What is the meaning of the poem "July in Washington" by Robert Lowell?
The meaning of the poem "July in Washington" by American poet Robert Lowell is that the natural beauty of the area is in sharp contrast to what really sometimes goes on in Washington as pertains to politics. Washington is here likened to a wheel whose spokes reach out to “the sore spots of the earth.” In essence, policies in Washington set down by political parties and their respective politicians, affect and influence what goes on in other parts of the world. This is concerning U.S. foreign policy.
The attractiveness of Washington in July is the actions of otters and raccoons as they go about their daily business. The physical environment of Washington is beautiful. In addition, there is majestic beauty in the green statues on the circles; these "ride like South American liberators above the breeding vegetation..."
However, the tone of the poem changes when Lowell talks about politicians. He notes they arrive in Washington as newbies, fresh and idealistic so-to-speak. They have good intentions to be catalysts of positive change to serve their jurisdictions well. In the end, though, Lowell says that they "die disheveled and soft.”

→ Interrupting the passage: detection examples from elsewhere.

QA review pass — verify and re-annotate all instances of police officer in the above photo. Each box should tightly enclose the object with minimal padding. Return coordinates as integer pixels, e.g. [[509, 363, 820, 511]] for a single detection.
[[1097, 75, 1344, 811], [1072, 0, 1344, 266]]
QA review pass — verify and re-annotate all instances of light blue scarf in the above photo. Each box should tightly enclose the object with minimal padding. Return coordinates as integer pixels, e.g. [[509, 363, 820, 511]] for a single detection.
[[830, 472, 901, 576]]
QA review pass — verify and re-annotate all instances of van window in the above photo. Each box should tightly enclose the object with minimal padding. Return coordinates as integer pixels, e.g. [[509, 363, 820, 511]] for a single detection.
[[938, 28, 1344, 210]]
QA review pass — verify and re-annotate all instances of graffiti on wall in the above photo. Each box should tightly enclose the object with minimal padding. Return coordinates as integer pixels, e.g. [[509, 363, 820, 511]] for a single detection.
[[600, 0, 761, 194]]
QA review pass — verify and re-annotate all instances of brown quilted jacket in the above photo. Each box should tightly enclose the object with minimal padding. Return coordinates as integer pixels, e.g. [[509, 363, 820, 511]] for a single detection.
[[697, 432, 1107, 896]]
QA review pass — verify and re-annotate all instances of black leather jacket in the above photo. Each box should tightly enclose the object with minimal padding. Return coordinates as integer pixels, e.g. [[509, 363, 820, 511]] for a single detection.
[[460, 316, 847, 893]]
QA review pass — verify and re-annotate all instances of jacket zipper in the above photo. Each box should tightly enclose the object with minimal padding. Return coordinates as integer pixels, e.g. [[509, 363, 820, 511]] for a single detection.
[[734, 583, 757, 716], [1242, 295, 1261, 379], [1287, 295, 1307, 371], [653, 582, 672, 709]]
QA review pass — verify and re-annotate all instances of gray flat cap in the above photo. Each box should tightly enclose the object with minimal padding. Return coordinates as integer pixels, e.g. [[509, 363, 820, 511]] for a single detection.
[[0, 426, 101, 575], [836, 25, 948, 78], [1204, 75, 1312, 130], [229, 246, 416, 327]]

In other words, through corruption, or through not pursuing their ideals vigorously, or through grid-lock, or party-politics, they cannot do what they originally intended to do and they become defeated politicians with no significant accomplishments. They have not served their country as a whole well, nor their constituents.
Lowell states, in effect, that there are too many of these politicians to name, they are numerous, “like rings on a tree." He states that people wish there was another purer and true Washington on another shore of the Potomac. He states that it wouldn’t take much urging for people to go to that Washington. So, fundamentally, this is a political poem about the malaise in Washington.